08 June 2008

Where can I buy my Wii gavel?

Exciting news, folks-- remember all those wasted days in childhood spent playing baseball, riding bikes, stomping Goombas, and driving Ganon back to whence he came? Remember how what you really wanted to be doing, as you wandered after school like a lost soul searching for its rightful home, was playing an educational videogame that taught you the ins and outs of working as a federal judge while also helping you develop a healthy respect for centralized authority?
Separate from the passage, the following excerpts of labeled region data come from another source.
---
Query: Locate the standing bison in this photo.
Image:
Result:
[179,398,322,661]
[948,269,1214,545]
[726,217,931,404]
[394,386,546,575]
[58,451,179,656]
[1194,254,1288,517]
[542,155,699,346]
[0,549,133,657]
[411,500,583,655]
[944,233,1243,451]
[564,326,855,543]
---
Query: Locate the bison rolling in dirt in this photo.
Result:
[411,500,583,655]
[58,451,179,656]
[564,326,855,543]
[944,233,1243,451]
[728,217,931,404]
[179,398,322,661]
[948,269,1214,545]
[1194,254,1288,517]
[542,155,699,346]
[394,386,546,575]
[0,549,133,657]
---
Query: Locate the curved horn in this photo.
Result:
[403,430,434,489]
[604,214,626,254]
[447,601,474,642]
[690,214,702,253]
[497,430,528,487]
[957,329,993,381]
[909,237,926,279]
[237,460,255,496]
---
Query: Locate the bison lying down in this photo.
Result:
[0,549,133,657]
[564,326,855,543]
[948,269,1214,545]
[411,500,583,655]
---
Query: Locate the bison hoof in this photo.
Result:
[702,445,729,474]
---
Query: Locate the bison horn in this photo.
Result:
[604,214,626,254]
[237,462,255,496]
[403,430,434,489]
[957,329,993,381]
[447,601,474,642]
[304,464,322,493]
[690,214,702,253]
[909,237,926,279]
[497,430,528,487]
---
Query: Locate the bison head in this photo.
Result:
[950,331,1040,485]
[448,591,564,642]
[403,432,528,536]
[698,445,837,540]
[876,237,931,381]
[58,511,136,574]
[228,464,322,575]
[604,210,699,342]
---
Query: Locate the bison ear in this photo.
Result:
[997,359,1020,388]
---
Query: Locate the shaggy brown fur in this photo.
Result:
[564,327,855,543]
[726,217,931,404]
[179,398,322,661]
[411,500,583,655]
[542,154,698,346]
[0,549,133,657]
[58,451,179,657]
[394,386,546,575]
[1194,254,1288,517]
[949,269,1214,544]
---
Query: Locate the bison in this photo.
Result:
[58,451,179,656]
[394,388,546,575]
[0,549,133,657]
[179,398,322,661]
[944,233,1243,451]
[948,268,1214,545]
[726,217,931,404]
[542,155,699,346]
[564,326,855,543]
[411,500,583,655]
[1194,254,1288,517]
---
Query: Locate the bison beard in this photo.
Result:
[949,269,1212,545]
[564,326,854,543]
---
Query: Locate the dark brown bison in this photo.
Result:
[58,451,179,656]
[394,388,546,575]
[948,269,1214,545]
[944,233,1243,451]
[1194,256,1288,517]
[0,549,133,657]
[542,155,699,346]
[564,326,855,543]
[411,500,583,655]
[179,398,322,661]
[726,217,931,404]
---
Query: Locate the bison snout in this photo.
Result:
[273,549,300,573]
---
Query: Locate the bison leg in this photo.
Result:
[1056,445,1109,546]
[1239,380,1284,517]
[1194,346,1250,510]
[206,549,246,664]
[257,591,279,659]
Well, however well you may have managed on your own, now you can feel like a kid again, one lucky enough to grow up in a world that provides for you in the way every kid dreams:

Retired U.S. justice O'Connor unveils video game

Up next from the same company, C. Everett Koop walks us all through a day in a life of Surgeon-Generaling (with a hidden minigame showing us how he makes that delicious fried chicken!); one of America's top archeology professors spends 25 playable hours in a lecture hall convincing you how much his life and career is exactly like an Indiana Jones movie; a comptroller walks us through what exactly comptrolling is all about (now with 40% more paperwork!); and your grandpa inhabits a fully-realized virtual world encompassing an entire suburban den, where he reclines a full 55 degrees before enumerating the many ways in which the world today is much, much worse than when he was growing up.

4 comments:

Momo Fali said...

Maybe that should be my get-rich scheme. Anyone interested in a Loan Processing Game? The levels increase in difficulty as the economy worsens.

Anonymous said...

Can't they just watch some School House Rocks and call it a day?!

Kevin McKeever said...

Wait - surgeon general making fried chicken? Well, as long force feds prisoners of warwith it (the slow death by clogged artery torture), I guess that's cool.

LiteralDan said...

Momo Fali: Oh man, that game will quickly become impossible.

MamaNeena: No way, that's so old-school. We need cool new cutting-edge media.

Always Home and Uncool: I'm pretty sure that would violate the Hippocratic Oath.

Dr. Koop's alter ego, Colonel Sanders, had to be created in order to allow him to avoid criticism for driving up business for the medical industry.